À lire aussi : Penser la stratégie. Entretien avec Martin Motte
Terrain hostile, adversaire déterminé et aux moyens inépuisables… À ces défis, l’Allemagne répond de surcroît sans méthode. Entre Leningrad, Kiev et Moscou, la sécurisation de la Baltique, la saisie des ressources naturelles de l’Ukraine et du Caucase, son haut commandement ne tranche pas, sans doute parce qu’il se rend compte, inconsciemment ou non, qu’il ne peut exister de Schwerpunkt contre un tel adversaire. Ses troupes enchaînent les victoires grandioses, claironnées par le communiqué de la Wehrmacht, en vain. L’Armée rouge plie, mais ne rompt pas, tandis que l’idéologie nazie prive le Reich d’un atout majeur : le courant de sympathie qui a accueilli ses troupes à leur entrée en URSS et qui aurait pu, habilement récupéré, offrir à la Wehrmacht le concours de millions de soldats et des arrières sécurisés.

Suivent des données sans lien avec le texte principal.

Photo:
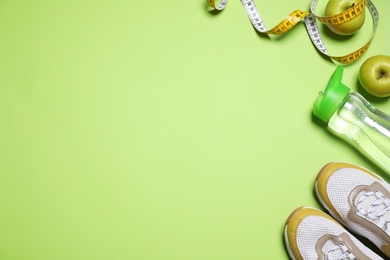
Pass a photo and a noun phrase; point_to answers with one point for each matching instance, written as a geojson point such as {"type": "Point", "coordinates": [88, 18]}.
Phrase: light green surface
{"type": "Point", "coordinates": [160, 130]}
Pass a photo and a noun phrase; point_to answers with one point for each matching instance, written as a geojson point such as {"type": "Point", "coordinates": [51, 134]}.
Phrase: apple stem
{"type": "Point", "coordinates": [382, 74]}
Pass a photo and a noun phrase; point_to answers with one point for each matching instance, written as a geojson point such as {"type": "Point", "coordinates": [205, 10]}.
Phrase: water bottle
{"type": "Point", "coordinates": [353, 118]}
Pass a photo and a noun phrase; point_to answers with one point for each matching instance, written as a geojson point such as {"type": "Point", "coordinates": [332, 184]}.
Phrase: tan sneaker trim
{"type": "Point", "coordinates": [293, 222]}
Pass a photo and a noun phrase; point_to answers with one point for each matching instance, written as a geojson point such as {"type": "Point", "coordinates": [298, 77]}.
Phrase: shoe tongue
{"type": "Point", "coordinates": [334, 250]}
{"type": "Point", "coordinates": [375, 207]}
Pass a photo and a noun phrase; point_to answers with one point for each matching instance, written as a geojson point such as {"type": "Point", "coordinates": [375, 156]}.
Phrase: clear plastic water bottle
{"type": "Point", "coordinates": [354, 119]}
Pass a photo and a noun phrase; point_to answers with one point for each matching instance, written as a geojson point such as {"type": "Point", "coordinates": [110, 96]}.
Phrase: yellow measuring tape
{"type": "Point", "coordinates": [310, 19]}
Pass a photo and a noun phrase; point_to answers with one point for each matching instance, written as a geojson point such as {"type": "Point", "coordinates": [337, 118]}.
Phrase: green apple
{"type": "Point", "coordinates": [335, 7]}
{"type": "Point", "coordinates": [374, 75]}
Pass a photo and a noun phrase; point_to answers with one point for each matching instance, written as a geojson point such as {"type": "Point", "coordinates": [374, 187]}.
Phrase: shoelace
{"type": "Point", "coordinates": [346, 254]}
{"type": "Point", "coordinates": [376, 210]}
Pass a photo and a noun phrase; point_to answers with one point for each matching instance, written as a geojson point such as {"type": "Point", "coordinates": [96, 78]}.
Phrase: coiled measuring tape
{"type": "Point", "coordinates": [310, 19]}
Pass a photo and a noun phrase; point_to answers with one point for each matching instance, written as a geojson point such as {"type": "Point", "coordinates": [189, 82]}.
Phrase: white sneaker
{"type": "Point", "coordinates": [357, 198]}
{"type": "Point", "coordinates": [310, 234]}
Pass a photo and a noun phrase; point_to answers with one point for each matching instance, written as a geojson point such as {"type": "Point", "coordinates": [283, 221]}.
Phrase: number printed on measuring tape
{"type": "Point", "coordinates": [310, 19]}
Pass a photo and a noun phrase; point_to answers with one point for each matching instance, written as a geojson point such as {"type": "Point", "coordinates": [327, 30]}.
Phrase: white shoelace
{"type": "Point", "coordinates": [376, 210]}
{"type": "Point", "coordinates": [345, 253]}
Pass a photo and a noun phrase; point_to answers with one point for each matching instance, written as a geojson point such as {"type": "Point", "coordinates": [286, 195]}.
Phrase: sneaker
{"type": "Point", "coordinates": [312, 234]}
{"type": "Point", "coordinates": [357, 198]}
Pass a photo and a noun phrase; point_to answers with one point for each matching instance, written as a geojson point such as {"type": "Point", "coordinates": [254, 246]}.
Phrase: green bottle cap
{"type": "Point", "coordinates": [332, 98]}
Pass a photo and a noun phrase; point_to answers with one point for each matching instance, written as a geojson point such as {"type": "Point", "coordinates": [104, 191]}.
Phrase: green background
{"type": "Point", "coordinates": [162, 129]}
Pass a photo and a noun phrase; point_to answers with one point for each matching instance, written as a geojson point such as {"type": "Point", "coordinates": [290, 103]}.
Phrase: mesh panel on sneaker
{"type": "Point", "coordinates": [361, 199]}
{"type": "Point", "coordinates": [318, 236]}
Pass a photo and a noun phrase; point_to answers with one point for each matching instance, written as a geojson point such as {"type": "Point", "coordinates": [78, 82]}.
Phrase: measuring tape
{"type": "Point", "coordinates": [310, 19]}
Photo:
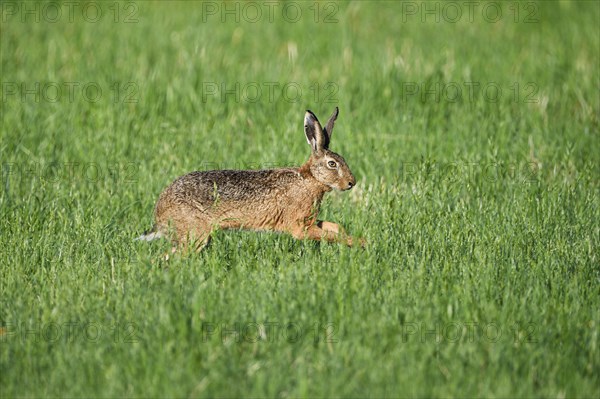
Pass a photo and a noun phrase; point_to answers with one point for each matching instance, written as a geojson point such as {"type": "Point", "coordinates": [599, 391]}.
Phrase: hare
{"type": "Point", "coordinates": [284, 200]}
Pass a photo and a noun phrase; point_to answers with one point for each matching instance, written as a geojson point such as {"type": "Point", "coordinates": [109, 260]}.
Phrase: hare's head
{"type": "Point", "coordinates": [326, 166]}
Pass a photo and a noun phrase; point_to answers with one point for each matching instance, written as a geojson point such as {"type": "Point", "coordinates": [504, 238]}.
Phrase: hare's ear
{"type": "Point", "coordinates": [313, 130]}
{"type": "Point", "coordinates": [330, 123]}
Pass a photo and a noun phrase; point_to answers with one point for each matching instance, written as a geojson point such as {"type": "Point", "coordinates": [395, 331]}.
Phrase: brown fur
{"type": "Point", "coordinates": [285, 200]}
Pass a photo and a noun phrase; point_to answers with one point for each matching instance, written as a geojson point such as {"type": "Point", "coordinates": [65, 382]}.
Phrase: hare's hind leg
{"type": "Point", "coordinates": [190, 229]}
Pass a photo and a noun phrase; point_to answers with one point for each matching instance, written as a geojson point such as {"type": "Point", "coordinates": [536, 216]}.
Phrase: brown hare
{"type": "Point", "coordinates": [284, 199]}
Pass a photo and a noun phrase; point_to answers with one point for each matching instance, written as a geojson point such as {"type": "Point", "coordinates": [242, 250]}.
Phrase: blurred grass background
{"type": "Point", "coordinates": [481, 277]}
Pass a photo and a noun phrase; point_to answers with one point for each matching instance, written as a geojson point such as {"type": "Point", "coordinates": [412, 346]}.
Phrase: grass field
{"type": "Point", "coordinates": [475, 142]}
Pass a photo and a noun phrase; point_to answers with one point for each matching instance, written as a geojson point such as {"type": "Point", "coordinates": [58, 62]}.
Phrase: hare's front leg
{"type": "Point", "coordinates": [327, 231]}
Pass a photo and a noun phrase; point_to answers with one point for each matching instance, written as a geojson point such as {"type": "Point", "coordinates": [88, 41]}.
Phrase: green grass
{"type": "Point", "coordinates": [481, 276]}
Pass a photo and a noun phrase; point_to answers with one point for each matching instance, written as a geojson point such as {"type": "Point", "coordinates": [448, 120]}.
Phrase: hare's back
{"type": "Point", "coordinates": [232, 185]}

Un million et demi de citoyens soviétiques collaboreront avec le Reich. Mais ils seront relégués dans des tâches ancillaires. Les populations conquises, qui espéraient être débarrassées du joug communiste, retrouver la disposition de leurs terres, leurs églises, voire, comme les Baltes et les Ukrainiens, obtenir leur indépendance, comprennent très vite qu’elles ne sont qu’une masse d’esclaves à peine humaine aux yeux des nazis. « Nous avons perdu la guerre le jour où nous n’avons pas hissé le drapeau ukrainien sur la Rada », déclara Erich Von Manstein. Pour avoir ruiné les espoirs d’une population déjà martyre, l’Allemagne, qui ne peut se permettre de gaspiller ses moyens, sera contrainte d’immobiliser de nombreuses divisions sur ses arrières pour lutter contre les partisans et sécuriser ses lignes de communication.
Sous-estimation de l’adversaire et des difficultés du théâtre d’opérations, surestimation de ses capacités : Barbarossa, marqué du sceau de l’amateurisme, n’avait aucune chance d’atteindre ses objectifs. Elle dénote, dès l’été 1941, la déconnexion d’Hitler avec la réalité de la guerre. Aveuglé par ses fantasmes il précipite dans la catastrophe une Allemagne alors au sommet de sa puissance.